Puste przestrzenie
Ruszyła w stronę zielonej doliny, czując na sobie zaniepokojony wzrok Asiendy. Wielka przestrzeń wzywała do wędrówki, ale kobieta wiedziała, że musi czekać. Zmrużyła oczy, patrząc na wijącą się wśród zieleni drogę.
Wciąż była pusta. Ani śladu czerwieni kurtki Wiktora. W oddali, na brzegu rzeki dokazywało kilku młodziaków na koniach, wśród których był także mały, siedmioletni syn gospodarzy. Doskonale utrzymywał się na grzbiecie zwierzęcia.

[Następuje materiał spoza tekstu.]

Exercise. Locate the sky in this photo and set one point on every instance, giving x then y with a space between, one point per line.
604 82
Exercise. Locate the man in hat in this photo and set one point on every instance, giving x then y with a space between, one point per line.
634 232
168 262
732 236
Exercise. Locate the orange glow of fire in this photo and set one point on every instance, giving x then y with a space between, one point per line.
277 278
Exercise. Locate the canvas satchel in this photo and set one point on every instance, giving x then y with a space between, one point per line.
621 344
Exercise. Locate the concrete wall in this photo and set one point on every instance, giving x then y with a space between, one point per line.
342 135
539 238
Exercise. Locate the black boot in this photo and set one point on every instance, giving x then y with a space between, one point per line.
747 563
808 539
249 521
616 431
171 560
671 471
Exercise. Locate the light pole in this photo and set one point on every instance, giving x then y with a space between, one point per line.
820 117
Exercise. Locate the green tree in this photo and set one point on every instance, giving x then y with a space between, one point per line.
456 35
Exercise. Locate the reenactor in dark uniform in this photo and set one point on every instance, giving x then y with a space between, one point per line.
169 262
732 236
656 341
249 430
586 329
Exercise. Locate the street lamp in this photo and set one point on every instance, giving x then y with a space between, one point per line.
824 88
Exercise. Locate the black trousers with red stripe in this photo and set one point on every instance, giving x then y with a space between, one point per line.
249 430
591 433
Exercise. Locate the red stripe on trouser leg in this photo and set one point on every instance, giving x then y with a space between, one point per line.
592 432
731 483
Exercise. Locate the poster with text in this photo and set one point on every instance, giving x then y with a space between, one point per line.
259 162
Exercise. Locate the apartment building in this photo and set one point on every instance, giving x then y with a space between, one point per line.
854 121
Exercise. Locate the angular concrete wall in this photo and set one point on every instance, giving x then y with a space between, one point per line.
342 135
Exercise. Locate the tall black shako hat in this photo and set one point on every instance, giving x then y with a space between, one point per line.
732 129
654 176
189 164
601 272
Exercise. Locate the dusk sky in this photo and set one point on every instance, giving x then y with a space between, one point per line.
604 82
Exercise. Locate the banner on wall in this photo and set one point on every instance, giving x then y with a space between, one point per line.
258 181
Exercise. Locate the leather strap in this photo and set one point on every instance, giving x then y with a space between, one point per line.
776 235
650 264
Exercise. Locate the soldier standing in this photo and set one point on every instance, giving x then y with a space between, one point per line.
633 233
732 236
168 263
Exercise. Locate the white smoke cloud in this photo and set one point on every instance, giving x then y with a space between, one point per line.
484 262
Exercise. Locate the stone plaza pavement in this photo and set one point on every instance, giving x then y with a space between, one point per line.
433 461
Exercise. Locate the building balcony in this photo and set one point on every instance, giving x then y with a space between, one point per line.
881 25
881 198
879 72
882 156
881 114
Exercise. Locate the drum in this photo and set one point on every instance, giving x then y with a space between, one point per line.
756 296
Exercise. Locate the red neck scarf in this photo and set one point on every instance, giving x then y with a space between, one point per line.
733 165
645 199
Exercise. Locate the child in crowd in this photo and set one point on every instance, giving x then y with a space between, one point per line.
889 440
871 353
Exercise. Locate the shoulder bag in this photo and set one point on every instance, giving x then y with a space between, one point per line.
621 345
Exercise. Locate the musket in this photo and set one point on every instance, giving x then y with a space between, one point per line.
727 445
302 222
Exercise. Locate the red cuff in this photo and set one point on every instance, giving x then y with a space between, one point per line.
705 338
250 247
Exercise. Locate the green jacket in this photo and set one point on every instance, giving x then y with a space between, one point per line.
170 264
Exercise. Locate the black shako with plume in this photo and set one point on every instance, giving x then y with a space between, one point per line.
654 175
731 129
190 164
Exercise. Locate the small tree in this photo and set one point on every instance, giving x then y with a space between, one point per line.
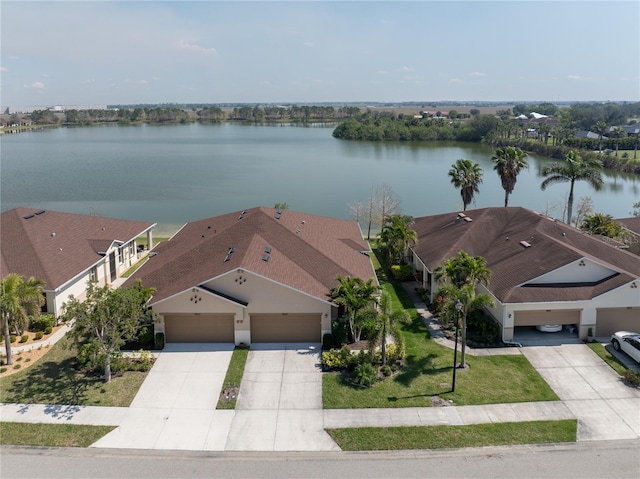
18 300
108 318
355 295
387 320
460 276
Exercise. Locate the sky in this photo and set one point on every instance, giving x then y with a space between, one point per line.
90 52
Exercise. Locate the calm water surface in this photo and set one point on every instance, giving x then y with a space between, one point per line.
178 173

Ból przeszył jej serce. Adaś miałby już pięć lat. Mógłby biegać razem z Elpikiem po dolinach. Uczyć się życia w zgodzie z naturą. Doceniać jej walory. Nie, nie zabrałaby go tutaj. Siedzieliby spokojnie w Warszawie na jakimś skwerze albo placu zabaw. Chodzili na lody albo na bajki do kina. Nie pokazałaby mu świata, bez którego nie mógł żyć jego ojciec …
Postanowiła przejść chociaż kawałek na spotkanie męża. Obejrzała się za siebie, machając uspokajająco do Asiendy. Ta jednak, nie bacząc na gesty Marii, podbiegła do niej i wcisnęła w rękę kawałek sera zawiniętego w białą szmatkę. Popatrzyła w oczy z milczącym zrozumieniem, przytrzymała chwilę jej ramię, a potem odeszła cicho do swoich zajęć.
Kilkadziesiąt kroków i Maria znalazła się na przełęczy. Wiatr wiał z ogromną siłą. Założyła kaptur, który szeleścił, jakby chciał zagłuszyć myśli. Wśród kępek trawy i kamieni dojrzała kilka żółtych kwiatków, tych samych, które przynosił jej Wiktor zawsze kiedy wracał. Zerwała jeden i włożyła za ucho.
Wiatr się wzmagał, a droga wciąż była pusta. Oczy cieszyły cudowne widoki gór i dolin, poprzecinane jasnymi wstęgami . Niedaleko jeziora rozpościerały się połacie dzikich konopi. Chodzili tam czasem na spacery, wciągając w nozdrza charakterystyczny zapach. Wiktor miał rację. Kirgistan uzależnia.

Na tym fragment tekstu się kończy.